Leroy Sane jest o krok od przedłużenia kontraktu z Bayernem Monachium. Niemiec odrzucił gigantyczne oferty z zagranicy, zaakceptował niższe wynagrodzenie i chce walczyć z "Die Roten" o zwycięstwo w LM.
Wygląda na to, że Bayern Monachium może wkrótce ogłosić kolejneprzedłużenie kontraktu. Według informacji “Sky”, Leroy Sane jest bliski podpisania nowej umowy, która obowiązywać ma do 2028 roku. Skrzydłowy ma złożyć podpis już w przyszłym tygodniu – jeśli nic nie stanie na przeszkodzie.

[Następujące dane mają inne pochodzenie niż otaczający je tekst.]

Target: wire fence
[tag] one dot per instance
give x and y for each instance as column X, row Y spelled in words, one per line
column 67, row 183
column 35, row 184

Sane od dawna deklarował, że chce kontynuować karierę w Monachium. Choć “BILD” już wcześniej informował o osiągnięciu porozumienia, to dyrektor sportowy Bayernu Max Eberl po meczu z Mainz (3-0) tonował nastroje. Teraz jednak wszystko wskazuje na to, że sprawa jest na ostatniej prostej.
Co ciekawe, według Sky, Sane odrzucił kilka bardzo atrakcyjnych ofert, w tym propozycję z Arabii Saudyjskiej. Władze Al-Ittihad mieli proponować skrzydłowemu FCB aż 100 milionów euro netto za 4 lata gry. Zainteresowanie wykazywał też Arsenal, ale 28-latek wybrał pozostanie na Allianz Arenie.
Jeszcze większe wrażenie robi fakt, że Sane zgodził się na obniżkę wynagrodzenia. Dla sterników Bayernu, z Maxem Eberlem i Christophem Freundem na czele, przedłużenie umowy z reprezentantem Niemiec było jednym z głównych celów na ten rok.
Także Vincent Kompany jasno dawał do zrozumienia, że Sane odgrywa kluczową rolę w jego planach.